He still had vivid memories of that first interview, for the weightless microphone, wavering only slightly in the draught of air from the ventilators, had almost hypnotized him into incoherence. Yet no one would have guessed: his voice had its normal, professional smoothness.

They had been twenty million miles behind the comet, but swiftly overtaking it, when he had trapped Martens in the observatory and thrown that opening question at him.

“Dr Martens,” he began, “just what is Randall’s comet made of?”

“Quite a mixture,” the astronomer had answered, “and it’s changing all the time as we move away from the sun. But the tail’s mostly ammonia, methane, carbon dioxide, water vapour, cyanogen—”

“Cyanogen? Isn’t that a poison gas? What would happen if the Earth ran into it?”

“Not a thing. Though it looks so spectacular, by our normal standards a comet’s tail is a pretty good vacuum. A volume as big as Earth contains about as much gas as a matchbox full of air.”

“And yet this thin stuff puts on such a wonderful display!”

“So does the equally thin gas in an electric sign, and for the same reason. A comet’s tail glows because the sun bombards it with electrically charged particles. It’s a cosmic sky-sign; one day, I’m afraid, the advertising people will wake up to this, and find a way of writing slogans across the solar system.”

“That’s a depressing thought—though I suppose someone will claim it’s a triumph of applied science. But let’s leave the tail; how soon will we get into the heart of the comet—the nucleus, I believe you call it?”

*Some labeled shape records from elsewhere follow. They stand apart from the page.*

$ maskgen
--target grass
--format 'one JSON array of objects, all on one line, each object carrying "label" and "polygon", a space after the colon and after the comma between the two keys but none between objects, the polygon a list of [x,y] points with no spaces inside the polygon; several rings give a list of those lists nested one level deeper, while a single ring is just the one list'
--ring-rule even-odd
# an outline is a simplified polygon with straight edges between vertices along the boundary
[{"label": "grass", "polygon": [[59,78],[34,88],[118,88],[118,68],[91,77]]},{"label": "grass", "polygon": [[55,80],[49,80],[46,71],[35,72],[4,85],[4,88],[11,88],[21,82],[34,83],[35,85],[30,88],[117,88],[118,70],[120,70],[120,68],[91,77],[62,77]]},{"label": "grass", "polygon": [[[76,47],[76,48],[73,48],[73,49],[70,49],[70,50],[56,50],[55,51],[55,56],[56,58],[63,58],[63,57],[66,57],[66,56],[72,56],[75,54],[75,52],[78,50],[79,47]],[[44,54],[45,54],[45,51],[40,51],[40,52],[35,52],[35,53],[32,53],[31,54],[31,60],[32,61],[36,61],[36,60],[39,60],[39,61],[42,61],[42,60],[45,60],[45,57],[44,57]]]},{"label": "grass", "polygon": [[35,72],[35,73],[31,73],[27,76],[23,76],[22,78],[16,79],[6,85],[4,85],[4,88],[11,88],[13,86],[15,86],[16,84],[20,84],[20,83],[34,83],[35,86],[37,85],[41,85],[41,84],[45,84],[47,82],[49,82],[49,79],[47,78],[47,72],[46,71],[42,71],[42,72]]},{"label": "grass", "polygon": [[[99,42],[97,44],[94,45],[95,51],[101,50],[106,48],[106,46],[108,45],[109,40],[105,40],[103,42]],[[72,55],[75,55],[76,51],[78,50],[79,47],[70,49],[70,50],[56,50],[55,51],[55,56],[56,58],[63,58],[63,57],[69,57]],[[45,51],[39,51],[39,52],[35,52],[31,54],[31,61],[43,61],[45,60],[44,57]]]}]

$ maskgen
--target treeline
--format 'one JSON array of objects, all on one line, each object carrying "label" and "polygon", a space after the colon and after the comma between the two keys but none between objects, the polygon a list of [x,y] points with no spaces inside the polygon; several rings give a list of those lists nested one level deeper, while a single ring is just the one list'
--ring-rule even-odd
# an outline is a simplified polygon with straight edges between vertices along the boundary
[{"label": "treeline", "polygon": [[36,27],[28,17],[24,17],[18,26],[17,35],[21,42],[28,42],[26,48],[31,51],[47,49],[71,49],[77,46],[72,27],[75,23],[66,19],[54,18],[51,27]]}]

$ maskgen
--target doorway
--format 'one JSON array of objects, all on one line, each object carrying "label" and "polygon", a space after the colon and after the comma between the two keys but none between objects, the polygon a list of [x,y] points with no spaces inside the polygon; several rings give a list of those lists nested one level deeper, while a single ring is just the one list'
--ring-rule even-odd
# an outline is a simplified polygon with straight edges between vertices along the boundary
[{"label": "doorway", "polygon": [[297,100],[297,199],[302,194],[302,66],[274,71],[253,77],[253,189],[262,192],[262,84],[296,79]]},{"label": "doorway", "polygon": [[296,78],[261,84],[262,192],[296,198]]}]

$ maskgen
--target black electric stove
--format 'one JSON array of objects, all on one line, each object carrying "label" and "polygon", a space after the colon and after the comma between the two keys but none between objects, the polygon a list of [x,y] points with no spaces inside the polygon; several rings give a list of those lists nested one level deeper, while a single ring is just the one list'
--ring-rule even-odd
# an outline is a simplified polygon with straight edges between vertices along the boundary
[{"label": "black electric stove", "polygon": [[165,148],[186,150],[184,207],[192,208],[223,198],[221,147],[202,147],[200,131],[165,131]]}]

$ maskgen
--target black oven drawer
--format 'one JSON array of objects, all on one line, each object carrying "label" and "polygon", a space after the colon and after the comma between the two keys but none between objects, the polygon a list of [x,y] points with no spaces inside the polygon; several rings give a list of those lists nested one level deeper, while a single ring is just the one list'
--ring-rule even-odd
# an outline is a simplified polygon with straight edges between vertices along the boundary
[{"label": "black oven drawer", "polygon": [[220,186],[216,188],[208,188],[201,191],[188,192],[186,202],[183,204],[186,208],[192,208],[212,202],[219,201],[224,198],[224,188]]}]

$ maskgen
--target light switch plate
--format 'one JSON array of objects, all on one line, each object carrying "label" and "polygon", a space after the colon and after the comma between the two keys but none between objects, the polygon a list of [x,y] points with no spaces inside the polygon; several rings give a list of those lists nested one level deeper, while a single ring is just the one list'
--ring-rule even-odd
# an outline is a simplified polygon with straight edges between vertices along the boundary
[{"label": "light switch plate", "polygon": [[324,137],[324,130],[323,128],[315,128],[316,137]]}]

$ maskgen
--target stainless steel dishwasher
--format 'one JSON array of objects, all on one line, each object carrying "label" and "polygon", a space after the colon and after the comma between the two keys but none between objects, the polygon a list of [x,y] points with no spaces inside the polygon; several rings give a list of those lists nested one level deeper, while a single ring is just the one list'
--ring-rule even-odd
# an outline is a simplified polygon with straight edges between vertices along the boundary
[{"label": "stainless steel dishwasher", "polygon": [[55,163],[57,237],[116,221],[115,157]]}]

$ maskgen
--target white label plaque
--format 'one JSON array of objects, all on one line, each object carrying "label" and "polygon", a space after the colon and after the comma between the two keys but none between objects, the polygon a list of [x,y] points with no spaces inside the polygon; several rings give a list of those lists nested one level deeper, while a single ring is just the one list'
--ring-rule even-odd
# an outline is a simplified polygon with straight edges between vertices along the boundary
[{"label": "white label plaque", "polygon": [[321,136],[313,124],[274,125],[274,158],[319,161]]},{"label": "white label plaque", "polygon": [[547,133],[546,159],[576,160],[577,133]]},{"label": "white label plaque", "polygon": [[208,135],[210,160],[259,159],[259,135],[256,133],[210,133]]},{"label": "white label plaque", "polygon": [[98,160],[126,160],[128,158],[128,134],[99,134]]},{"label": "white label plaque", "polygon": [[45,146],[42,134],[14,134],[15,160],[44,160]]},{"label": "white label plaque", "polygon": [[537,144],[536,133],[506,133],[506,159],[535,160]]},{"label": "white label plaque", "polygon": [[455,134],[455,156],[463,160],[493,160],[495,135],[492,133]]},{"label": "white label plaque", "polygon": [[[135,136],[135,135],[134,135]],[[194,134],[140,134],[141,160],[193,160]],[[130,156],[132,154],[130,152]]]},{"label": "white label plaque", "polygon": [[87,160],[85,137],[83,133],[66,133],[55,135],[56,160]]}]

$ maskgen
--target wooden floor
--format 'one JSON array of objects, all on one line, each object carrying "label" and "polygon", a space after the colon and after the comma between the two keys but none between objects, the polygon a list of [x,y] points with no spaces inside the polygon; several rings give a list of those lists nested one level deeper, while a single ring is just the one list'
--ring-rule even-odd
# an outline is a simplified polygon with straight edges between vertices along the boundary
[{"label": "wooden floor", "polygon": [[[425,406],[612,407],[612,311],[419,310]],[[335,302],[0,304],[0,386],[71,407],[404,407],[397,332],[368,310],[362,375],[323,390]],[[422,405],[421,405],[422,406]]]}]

“Since a stern chase always takes a long time, it will be another two weeks before we enter the nucleus. We’ll be ploughing deeper and deeper into the tail, taking a cross section through the comet as we catch up with it. But though the nucleus is still twenty million miles ahead, we’ve already learned a good deal about it. For one thing, it’s extremely small—less than fifty miles across. And even that’s not solid, but probably consists of thousands of smaller bodies, all milling round in a cloud.”